Here is a brief simulation in R, which may help you visualize the process. It is based on a million repetitions of your experiment. Answers should be accurate to two or three significant digits.
m = 10^6; y = numeric(m)
for(i in 1:m) {
n = sample(1:6, 1) # how many dice to roll
y[i] = sum(sample(1:6, n, rep=T)) }
mean(y)
## 12.24234 # aprx E(Y) = (3.5)^2 = 12.25
sd(t)
## 6.774848 # aprx SD(Y) = sqrt(45.9375) = 6.778
mean(y < 7)
## 0.253512 # aprx P(Y < 7)
pnorm(6.5, 12.25, 6.778)
## 0.1981263 # useless normal approximation
A relative frequency histogram of the million simulated totals suggests its pdf, which is only 'partly normal'. (In my experience, assuming 'some kind of CLT' and trying to fit a normal curve is not a feasible way to get probabilities for such random sums.) The values 1 through 6 arise from getting a 1 on the initial die.
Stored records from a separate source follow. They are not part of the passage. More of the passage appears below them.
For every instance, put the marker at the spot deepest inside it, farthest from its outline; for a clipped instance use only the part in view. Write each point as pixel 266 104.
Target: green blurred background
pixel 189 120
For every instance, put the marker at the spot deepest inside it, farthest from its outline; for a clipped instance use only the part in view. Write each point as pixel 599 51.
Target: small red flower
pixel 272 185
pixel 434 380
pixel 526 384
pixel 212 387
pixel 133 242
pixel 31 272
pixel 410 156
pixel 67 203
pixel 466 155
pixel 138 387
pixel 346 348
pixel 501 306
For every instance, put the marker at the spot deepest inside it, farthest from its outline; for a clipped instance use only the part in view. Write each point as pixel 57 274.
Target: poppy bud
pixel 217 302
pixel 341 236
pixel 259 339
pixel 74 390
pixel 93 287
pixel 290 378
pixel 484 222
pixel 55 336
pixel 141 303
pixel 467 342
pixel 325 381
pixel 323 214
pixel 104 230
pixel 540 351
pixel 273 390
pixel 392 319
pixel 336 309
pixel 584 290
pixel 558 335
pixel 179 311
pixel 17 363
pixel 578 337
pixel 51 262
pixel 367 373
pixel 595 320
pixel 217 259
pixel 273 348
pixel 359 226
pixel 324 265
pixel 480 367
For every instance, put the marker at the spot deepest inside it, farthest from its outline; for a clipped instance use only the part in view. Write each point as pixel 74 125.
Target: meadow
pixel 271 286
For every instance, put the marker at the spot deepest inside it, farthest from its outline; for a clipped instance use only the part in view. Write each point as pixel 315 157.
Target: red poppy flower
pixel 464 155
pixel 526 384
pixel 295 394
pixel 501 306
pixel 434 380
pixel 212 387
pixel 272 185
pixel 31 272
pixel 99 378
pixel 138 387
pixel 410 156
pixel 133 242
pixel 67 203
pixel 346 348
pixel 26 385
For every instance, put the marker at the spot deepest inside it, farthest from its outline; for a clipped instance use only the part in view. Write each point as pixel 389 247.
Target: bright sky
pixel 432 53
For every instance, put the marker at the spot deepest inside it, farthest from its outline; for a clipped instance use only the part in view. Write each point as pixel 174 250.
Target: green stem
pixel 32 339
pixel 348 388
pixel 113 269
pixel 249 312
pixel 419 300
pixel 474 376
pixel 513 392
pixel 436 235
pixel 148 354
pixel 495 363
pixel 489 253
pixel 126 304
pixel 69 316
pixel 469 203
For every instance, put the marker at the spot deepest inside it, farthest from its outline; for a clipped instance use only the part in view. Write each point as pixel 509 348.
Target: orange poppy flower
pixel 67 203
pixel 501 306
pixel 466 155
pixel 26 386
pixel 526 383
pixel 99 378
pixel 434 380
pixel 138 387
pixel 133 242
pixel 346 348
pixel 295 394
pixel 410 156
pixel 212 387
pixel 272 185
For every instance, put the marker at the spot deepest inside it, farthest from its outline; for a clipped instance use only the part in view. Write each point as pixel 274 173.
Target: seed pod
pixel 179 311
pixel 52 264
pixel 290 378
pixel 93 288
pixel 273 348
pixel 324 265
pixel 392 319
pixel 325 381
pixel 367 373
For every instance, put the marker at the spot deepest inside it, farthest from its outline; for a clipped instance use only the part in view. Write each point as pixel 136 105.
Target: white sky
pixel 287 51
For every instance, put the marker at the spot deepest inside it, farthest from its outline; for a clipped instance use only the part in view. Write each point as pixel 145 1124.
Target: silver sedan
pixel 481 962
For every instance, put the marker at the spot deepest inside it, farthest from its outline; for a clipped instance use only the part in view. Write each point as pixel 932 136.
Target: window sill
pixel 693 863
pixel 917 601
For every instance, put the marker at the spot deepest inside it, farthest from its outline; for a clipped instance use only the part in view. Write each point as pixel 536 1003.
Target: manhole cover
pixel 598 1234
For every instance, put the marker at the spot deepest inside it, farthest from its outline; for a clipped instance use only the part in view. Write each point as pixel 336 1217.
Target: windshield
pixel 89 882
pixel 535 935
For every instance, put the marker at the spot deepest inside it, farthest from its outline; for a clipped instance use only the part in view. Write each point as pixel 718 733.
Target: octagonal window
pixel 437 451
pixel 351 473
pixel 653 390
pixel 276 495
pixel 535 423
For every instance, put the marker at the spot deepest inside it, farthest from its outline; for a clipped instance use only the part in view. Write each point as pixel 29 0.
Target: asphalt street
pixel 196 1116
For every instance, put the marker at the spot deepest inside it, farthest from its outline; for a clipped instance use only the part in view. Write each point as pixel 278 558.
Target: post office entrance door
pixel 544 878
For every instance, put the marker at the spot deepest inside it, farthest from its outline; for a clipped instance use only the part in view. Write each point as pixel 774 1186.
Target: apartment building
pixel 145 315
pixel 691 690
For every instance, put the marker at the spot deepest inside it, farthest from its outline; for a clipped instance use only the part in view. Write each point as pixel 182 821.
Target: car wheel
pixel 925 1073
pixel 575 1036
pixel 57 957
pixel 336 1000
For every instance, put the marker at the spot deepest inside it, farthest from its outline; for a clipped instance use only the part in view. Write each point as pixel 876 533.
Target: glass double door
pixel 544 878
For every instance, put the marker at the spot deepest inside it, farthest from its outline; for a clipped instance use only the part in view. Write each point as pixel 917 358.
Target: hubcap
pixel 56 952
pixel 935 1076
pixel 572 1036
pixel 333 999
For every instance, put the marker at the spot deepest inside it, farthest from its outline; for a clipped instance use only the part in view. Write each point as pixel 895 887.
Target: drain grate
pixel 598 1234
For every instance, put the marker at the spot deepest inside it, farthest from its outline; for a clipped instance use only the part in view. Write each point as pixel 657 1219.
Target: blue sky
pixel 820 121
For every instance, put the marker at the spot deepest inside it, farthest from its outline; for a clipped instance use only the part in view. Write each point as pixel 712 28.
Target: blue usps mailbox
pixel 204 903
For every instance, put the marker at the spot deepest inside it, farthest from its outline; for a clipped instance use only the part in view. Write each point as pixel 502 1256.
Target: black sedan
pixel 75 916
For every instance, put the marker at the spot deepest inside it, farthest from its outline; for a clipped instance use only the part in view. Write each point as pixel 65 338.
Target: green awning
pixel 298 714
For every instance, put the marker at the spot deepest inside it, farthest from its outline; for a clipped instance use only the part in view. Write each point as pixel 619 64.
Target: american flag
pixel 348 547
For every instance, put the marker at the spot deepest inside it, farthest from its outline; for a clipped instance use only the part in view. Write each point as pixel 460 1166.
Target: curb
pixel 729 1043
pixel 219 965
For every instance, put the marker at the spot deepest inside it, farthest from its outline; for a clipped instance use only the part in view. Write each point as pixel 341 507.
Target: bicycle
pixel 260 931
The largest possible value 36 can result from getting a six on the first die and on all six resulting dice rolls (this occurred 4 times in a million experiments).
Let $N$ take values in the natural numbers and $X_i$ be iid as the other variable; you want the variance of $Y=\sum_{i=1}^N X_i$. The conditional variance formula gives $$Var(Y)=Var(E(Y|N))+E(Var(Y|N))\\ =Var(NE(X_1))+E(NVar(X_1))\\ =(EX_1)^2Var(N)+Var(X_1)EN.$$
In case $N, X_i$ are taken from dice rolls, I get $EX_1=EN=\sum_{i=1}^6i/6=7/2,$ $VarX_1=VarN=\sum i^2/6-(7/2)^2=91/6-49/4$, $VarY=(91/6-49/4)(63/4)$.